Kommentar Abbau Ost: Ausspionieren und Ausschlachten

Wenn es gewollt gewesen wäre, hätte die industrielle Wüste im Osten verhindert werden können. Doch der Kohl-Regierung ging es nur um den schnellen Verkauf.

Als die Mauer fiel, waren viele DDR-Betriebe ausgezehrt. Ihre Produktivität erreichte oft nur ein Drittel dessen, was im Westen üblich war. Doch die industrielle Ödnis, die heute weite Teile Ostdeutschlands prägt, wäre bei behutsamerem Vorgehen vermeidbar gewesen.
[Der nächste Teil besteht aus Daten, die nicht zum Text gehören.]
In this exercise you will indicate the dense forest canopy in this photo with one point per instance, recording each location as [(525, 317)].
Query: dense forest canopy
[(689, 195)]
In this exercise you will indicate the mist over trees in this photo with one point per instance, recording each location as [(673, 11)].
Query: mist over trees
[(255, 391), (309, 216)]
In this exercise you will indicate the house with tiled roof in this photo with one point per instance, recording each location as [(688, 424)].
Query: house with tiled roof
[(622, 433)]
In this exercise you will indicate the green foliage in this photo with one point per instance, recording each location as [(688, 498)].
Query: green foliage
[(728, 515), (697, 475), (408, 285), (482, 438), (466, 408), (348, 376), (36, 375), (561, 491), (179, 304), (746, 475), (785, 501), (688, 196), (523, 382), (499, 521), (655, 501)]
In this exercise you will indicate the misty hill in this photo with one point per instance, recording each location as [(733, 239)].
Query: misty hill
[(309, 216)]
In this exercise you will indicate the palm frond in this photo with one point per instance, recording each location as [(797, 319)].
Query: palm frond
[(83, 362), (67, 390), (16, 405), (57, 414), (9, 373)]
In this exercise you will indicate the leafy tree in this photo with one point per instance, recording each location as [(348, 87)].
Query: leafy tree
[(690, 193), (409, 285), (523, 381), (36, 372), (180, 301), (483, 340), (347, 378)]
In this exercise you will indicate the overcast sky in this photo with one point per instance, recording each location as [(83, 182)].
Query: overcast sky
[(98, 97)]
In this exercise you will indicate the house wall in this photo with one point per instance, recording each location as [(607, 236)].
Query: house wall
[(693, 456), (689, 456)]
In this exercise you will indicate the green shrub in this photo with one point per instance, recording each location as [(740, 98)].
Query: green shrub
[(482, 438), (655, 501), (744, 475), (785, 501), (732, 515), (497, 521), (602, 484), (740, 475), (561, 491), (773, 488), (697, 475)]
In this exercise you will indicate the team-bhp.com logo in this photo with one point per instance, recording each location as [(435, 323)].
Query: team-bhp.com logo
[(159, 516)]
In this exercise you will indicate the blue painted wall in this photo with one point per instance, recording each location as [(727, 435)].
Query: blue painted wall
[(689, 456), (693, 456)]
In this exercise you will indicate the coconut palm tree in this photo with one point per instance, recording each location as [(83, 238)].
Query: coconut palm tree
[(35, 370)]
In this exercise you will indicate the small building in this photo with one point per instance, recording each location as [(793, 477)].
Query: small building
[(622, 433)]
Den größten Fehler begingen westdeutsche Politiker im Winter 1990, als sich SPD und Union gegenseitig mit der Forderung nach einer schnellen Einführung der D-Mark zum Kurs von eins zu eins überboten. Vergeblich warnten Ökonomen, dass das den sofortigen Kollaps der gesamten DDR-Wirtschaft nach sich ziehen würde: Selbst eine überaus stabile Wirtschaft könnte eine Aufwertung von 450 Prozent nicht verkraften.

Doch die Kohl-Regierung entschied gegen alle Vernunft. Sie wollte ihren Parteifreunden bei den ersten und letzten freien Volkskammerwahl der DDR zum Sieg verhelfen und so auch die Weichen stellen für den Triumph bei der ersten gesamtdeutschen Abstimmung. Tatsächlich waren dann ab Juli die meisten DDR-Firmen de facto pleite.

Darüber hinaus verloren sie abrupt fast ihre gesamten Absatzmärkte in Osteuropa. Nur riesige Kredite, großzügige Kurzarbeiterregelungen und viel Geld für die Arbeitsämter linderten den Zusammenbruch für eine Weile.

ist freie Autorin und schreibt für die taz. Von ihr stammt "Im Osten was Neues" (Rotbuch). Darin beschreibt sie, was aus Betrieben und Beschäftigten nach der Wende geworden ist.

Die Treuhand, die die gesamte DDR-Wirtschaft übernahm, baute die Bundesregierung als Watschenmann für die absehbare Wut der Ostdeutschen auf: Verbindliche Vorgaben existierten nicht, höchste Priorität hatte der schnelle Verkauf.

Wer rasch einen Investor fand, bekam satte Boni. Zunächst der Vorstand, später auch die gesamte Belegschaft wurden von jeder Haftung freigestellt. Nur die 150 größten Privatisierungsfälle wollte Finanzminister Theo Waigel von seinen Beamten prüfen lassen - doch nicht einmal das geschah.

Auch intern gab es keine funktionierende Controllingabteilung. So versickerten allein bei den Werften fast 1 Milliarde D-Mark unwiederbringlich im Westen, ohne dass das jemandem auffiel. Viele Arbeitsplatz- und Investitionszusagen waren eh nur unverbindlich formuliert, und eine heute nicht mehr feststellbare Menge an Käufern blieb dem Staat sogar ungestraft den Kaufpreis schuldig.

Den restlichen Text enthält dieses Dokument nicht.